Radar Depth and Velocity Estimation

Radar Depth and Velocity Estimation: History

Please note this is an old version of this entry, which may differ significantly from the current revision.

Contributor:

Radar can measure range and Doppler velocity, but both of them cannot be directly used for downstream tasks. The range measurements are sparse and therefore difficult to associate with their visual correspondences. The Doppler velocity is measured in the radial axis and, therefore, cannot be directly used for tracking.

automotive radars
radar signal processing
autonomous driving

1. Depth Estimation

Pseudo-LiDAR-based visual object detection ^[1]^[2]^[3] has become a popular research topic. The core idea is to project pixels into a pseudo point cloud to avoid distortions induced by inverse projective mapping (IPM). The pseudo LiDAR detection is built on depth estimation. Visual depth estimation is an ill-posed problem because of the scale ambiguity. However, learning-based methods, either supervised ^[4] or self-supervised ^[5], can successfully predict dense depth maps with cameras only. Roughly speaking, these methods learn a priori knowledge of the object size from the data and are therefore vulnerable to some data-related problems, such as sensitivity to input image quality ^[5] and learning non-causal correlations, such as object and shadow correlations ^[6]. These limitations can be mitigated with the help of range sensors, such as LiDAR and radar. Depth completion is a sub-problem of depth estimation. It aims to recover a dense depth map for the image using the sparse depth measured by range sensors. Compared to LiDAR, radar has the advantages of a low price, long range, and robustness to adverse weather. Meanwhile, it faces the problems of noisy detections, no height measurements, and sparsity. As shown in Figure 1, due to multi-path propagation, radar can see the non-line-of-sight highly reflective objects, such as wheel rims and occluded vehicles. In ^[7], the authors refer to this phenomenon as the see0through effect.
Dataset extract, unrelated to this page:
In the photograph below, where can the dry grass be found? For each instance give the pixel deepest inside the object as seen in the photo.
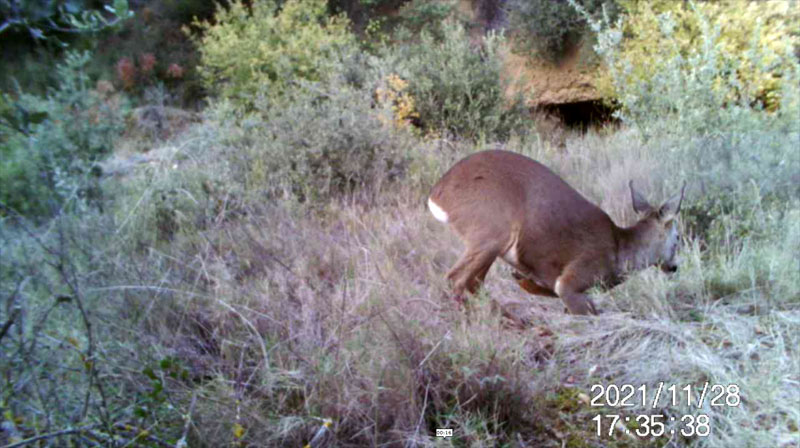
(286, 315)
It is beneficial in 3D coordinates, but brings difficulty in associating radar detections with visual objects in image view.

Figure 1. Radar range measurements. Off-the-shelf radars return detections on a 2D radar plane. The detections are sparsely spread on objects due to specular reflection. Due to multi-path propagation, radar can see through occlusions, and meanwhile, this can cause some noisy detections.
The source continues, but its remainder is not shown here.